I have a pen pal who is a religious sister and likes to send me holy cards. 

She doesn't send me quite as many as she used to. I'm not sure whether she ended up with a glut of them (I imagine this is an occupational hazard with most members of a religious order) that she needed to clear or whether she sources one for each individual letter. Either way, some of them are quite pretty and have made it into the artwork I do. 

My favorite one is the one that now hangs above Bitty Baby's changing table. A serene Mary, dressed as Our Lady of Guadalupe, looks down on a baby Jesus swaddled and tied with a black sash. I ended up mounting it on an unused wooden sign and painting roses around the border. 



I initially did it just to decorate the space, but as I found myself looking at it every time I changed a diaper, it began to be something more. I began to connect what I was doing taking care of my infant daughter to what Mary must have done taking care of Jesus as a baby. 

That's a surprisingly good launch point for thinking about the Incarnation, and the holy, flabbergasting absurdity of the creator of the cosmos becoming a baby who needed to have His diapers changed, and be nursed, and get burped after He nursed.

I mean seriously, you look at the Grand Canyon or a picture from the Hubble space telescope, something that makes you feel tiny. You realize God created it. 

Then you look at the baby in front of you. And realize He was one of those at one point. 
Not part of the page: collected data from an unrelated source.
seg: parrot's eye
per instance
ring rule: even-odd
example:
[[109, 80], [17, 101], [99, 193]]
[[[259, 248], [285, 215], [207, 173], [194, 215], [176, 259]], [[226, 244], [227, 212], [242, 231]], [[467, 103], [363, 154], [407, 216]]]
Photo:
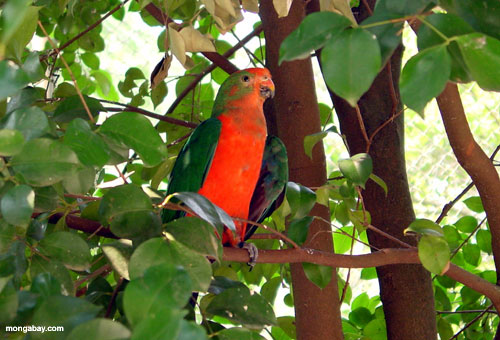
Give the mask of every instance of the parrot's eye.
[[250, 81], [250, 77], [249, 76], [243, 76], [243, 77], [241, 77], [241, 80], [243, 80], [245, 83], [248, 83]]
It can be a lot to take in. 

There's a vocational aspect to it too.  It's an interesting thought that every act of mothering Mary did was a prayer, if we understand prayer to be communication with God. And every act of fathering Joseph did was as well. Most of what both of them did was prayer. 

Anyway, that's why I keep that particular picture above the changing table. I never expected that particular corner of the house to become a place of profound meditation, but there it is.